Sementara tantangan kedua berasal dari Muawiyah, Gubernur Damaskus yang memiliki pertalian darah yang dekat dengan Usman. Dengan adanya perlawanan tersebut, maka pecahlah Perang Siffin, perang yang terjadi antara Muawiyah dan Ali. Ketika peperangan terjadi, tentara Ali sebenarnya dapat mendeask pasukan Muawiyah sehingga bisa melarikan diri. Namun Amru bin Ash, tangan kanan Muawiyah meminta untuk berdamai dengan mengangkat Al Quran. Akhirnya Qurra’ pihak Ali mendesak untuk mengangkatnya sehingga dengan jalan itu diambillah jalan perdamaian melalui abitrase.

Sebagai juru bicara diangkatlah dua orang dari masing-masing pihak; Amru bin Ash dari pihak Muawiyah dan Abu Musa al-Asyary dari pihak Ali. Namun sayangnya terdapat kelicikan dan pembelotan yang sangat merugikan. Sebelum para juru bicara menyatakan hasil mufakat, mereka telah terlebih dahulu bermusyawarah dan bermufakat untuk menjatuhkan kedua pemimpin yang bertentangan tersebut, Ali dan Muawiyah. Sebagai tradisi, Abu Musa Al Asyari sebagai sosok tetua memberikan pengumuman terlebih dahulu kepada khalayak untuk menjatuhkan kedua pemimpin, Ali dan Muawiyah. Berbeda dengan yang telah disepakati, Amru bin Ash justru hanya menjatuhkan Ali dan menolak penjatuhan Muawiyah.[4]

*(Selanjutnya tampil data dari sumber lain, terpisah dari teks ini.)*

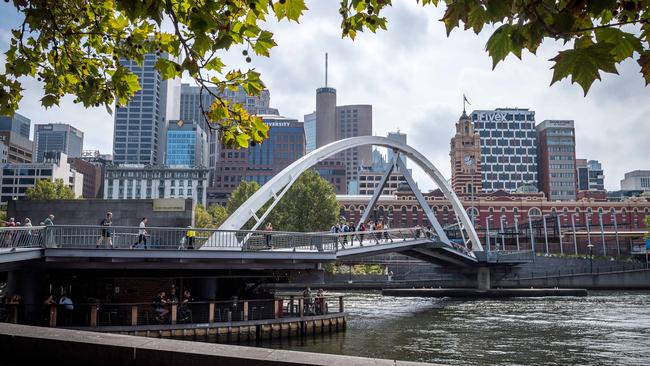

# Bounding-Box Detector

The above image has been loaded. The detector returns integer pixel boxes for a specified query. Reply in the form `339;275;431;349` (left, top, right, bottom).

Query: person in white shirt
131;217;147;249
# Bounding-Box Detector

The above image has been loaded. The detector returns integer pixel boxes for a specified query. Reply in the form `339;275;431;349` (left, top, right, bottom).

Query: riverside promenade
0;323;432;366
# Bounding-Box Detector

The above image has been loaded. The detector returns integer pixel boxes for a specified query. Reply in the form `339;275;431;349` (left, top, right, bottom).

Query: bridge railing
0;226;45;251
0;225;460;252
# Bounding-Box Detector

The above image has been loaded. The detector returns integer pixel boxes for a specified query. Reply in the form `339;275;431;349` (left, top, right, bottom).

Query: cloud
0;0;650;189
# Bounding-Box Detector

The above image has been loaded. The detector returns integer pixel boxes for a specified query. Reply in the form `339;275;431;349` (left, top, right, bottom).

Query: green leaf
594;28;643;62
637;51;650;86
485;24;521;69
253;31;277;57
41;94;59;109
273;0;307;22
551;43;618;96
156;57;182;80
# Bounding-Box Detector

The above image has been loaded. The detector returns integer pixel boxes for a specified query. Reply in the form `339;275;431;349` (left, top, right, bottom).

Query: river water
262;291;650;366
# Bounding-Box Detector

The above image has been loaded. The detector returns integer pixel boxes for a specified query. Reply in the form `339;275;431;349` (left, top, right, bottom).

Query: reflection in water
262;292;650;365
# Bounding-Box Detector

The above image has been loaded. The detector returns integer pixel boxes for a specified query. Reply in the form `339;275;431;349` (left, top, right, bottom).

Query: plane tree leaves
0;0;650;151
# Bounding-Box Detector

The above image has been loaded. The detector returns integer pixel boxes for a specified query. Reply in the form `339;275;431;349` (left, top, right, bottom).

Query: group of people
302;287;327;315
330;220;393;248
2;214;54;251
152;284;194;323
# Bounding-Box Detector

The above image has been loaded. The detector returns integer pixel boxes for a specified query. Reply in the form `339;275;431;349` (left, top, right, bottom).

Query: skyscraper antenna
325;52;327;88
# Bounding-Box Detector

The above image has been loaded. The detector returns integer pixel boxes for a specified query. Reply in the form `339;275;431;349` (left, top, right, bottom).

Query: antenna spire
325;52;327;88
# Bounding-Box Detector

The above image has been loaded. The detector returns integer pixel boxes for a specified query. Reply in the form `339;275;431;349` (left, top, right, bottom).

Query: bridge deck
0;226;529;268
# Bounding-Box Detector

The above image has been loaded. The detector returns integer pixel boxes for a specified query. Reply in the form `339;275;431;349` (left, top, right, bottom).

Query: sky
0;0;650;190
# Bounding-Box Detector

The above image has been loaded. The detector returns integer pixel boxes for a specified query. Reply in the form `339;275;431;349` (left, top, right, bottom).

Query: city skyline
0;2;650;190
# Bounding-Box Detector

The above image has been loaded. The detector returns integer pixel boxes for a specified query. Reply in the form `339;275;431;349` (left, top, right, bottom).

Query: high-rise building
34;123;84;163
113;54;180;165
180;84;279;186
104;164;208;205
587;160;605;191
576;159;589;191
305;112;316;154
536;120;577;201
387;129;406;166
471;108;538;193
0;152;84;202
165;120;208;167
0;141;9;164
621;170;650;191
246;115;305;184
449;110;482;195
336;105;372;184
0;113;34;163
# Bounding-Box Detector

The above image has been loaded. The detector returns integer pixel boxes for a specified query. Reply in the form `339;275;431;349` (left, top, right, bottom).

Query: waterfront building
449;111;482;196
113;54;180;165
34;123;84;162
587;160;605;191
165;120;208;167
305;112;316;154
386;129;406;170
0;152;84;202
0;113;34;163
355;170;407;195
621;170;650;191
536;120;577;201
104;164;208;205
470;108;538;193
337;189;650;230
311;158;348;194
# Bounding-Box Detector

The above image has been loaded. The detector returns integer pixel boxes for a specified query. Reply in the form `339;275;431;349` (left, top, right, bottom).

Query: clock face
464;155;472;165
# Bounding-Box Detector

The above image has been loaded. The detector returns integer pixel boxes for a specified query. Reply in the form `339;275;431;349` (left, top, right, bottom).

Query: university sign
153;198;185;212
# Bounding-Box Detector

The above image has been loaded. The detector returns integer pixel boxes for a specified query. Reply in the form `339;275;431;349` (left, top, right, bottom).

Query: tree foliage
219;170;339;232
194;204;215;229
0;0;650;141
25;179;75;201
268;170;339;232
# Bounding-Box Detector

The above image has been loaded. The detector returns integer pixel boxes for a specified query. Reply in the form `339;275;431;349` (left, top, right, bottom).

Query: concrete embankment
381;288;587;299
0;323;430;366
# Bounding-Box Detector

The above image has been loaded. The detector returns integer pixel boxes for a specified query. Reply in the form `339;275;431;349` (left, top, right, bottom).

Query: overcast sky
0;0;650;190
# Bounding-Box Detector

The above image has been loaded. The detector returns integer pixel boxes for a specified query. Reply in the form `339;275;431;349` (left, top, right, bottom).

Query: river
263;291;650;366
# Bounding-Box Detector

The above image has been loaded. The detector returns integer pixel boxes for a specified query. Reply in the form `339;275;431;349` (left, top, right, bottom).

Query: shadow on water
185;292;650;366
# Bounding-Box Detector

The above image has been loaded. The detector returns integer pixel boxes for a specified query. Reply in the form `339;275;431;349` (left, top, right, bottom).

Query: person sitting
178;290;194;323
302;286;314;314
152;291;169;323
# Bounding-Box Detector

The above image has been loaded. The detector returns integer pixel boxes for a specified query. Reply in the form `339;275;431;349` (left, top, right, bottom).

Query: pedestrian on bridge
131;217;147;249
95;211;113;248
359;222;366;246
264;222;273;249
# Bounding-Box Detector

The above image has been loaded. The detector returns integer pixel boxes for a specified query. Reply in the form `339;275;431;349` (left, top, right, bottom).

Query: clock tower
449;109;482;196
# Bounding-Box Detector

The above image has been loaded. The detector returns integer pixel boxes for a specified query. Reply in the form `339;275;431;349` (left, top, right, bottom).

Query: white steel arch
219;136;483;251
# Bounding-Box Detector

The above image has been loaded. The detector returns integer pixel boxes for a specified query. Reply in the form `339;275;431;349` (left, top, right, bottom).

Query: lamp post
485;215;492;252
587;243;594;273
571;213;578;255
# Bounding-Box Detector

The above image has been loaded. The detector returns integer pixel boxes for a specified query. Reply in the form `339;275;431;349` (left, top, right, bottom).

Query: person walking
131;217;147;249
359;222;366;246
95;211;113;249
264;222;273;249
185;225;196;250
43;214;55;247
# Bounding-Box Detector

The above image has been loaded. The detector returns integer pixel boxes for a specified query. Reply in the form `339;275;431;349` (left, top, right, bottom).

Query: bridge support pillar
476;267;490;290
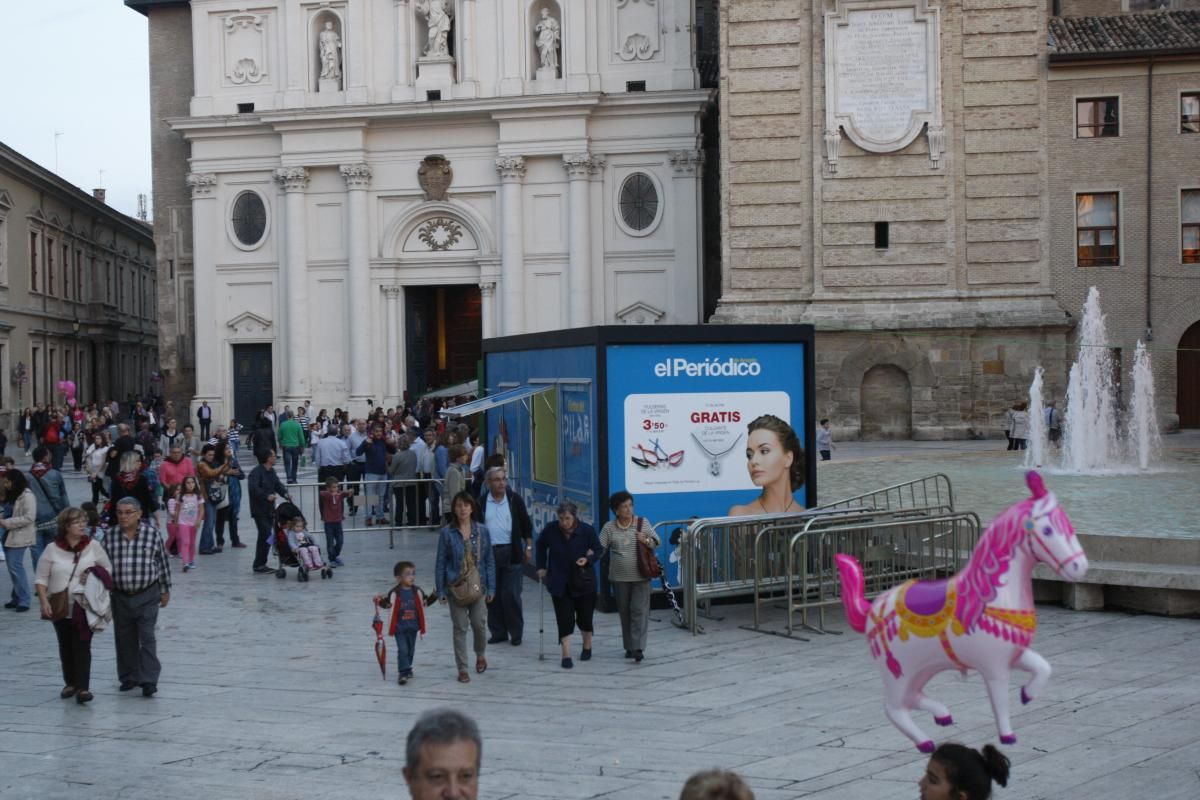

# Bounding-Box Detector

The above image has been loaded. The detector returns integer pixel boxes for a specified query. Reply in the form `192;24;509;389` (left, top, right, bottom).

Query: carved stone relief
613;0;662;61
222;13;268;86
416;156;454;201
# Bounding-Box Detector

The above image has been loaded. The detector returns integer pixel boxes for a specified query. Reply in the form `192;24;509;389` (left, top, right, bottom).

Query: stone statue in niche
416;0;452;59
533;7;563;72
317;22;342;91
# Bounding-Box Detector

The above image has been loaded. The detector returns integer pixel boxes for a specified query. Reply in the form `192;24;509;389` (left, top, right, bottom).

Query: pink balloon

Peristiwa tersebut sangat merugikan pihak Ali sehingga Muawiyah naik kedudukan menjadi khalifah yang tidak resmi. Ali pun menolak putusan itu sehingga ia tidak meletakkan tampu kepemimpinanya hingga wafat terbunuh pada 661 M. tentara pihak Ali pun tidak setuju dengan putusan abitrase yang penuh tipu muslihat tersebut. Yang berhak memberikan putusan hanyalah Allah Swt. sehingga muncullah semboyan mereka yang berbunyi “La hukma illa lillah” yang artinya tiada hukum selain hukum dari Allah. Mereka juga memandang Ali bersalah karena telah menerima putusan tersebut. Akhirnya meninggalkan barisan Ali yang dalam sejarah Islam dikenal dengan golongan Khawarij. Karena mendapatkan pertentangan dari dua kubu (Kubu Khawarij dan Muawiyah) akhirnya Ali kuwalahan sehingga ia terbunuh.[5]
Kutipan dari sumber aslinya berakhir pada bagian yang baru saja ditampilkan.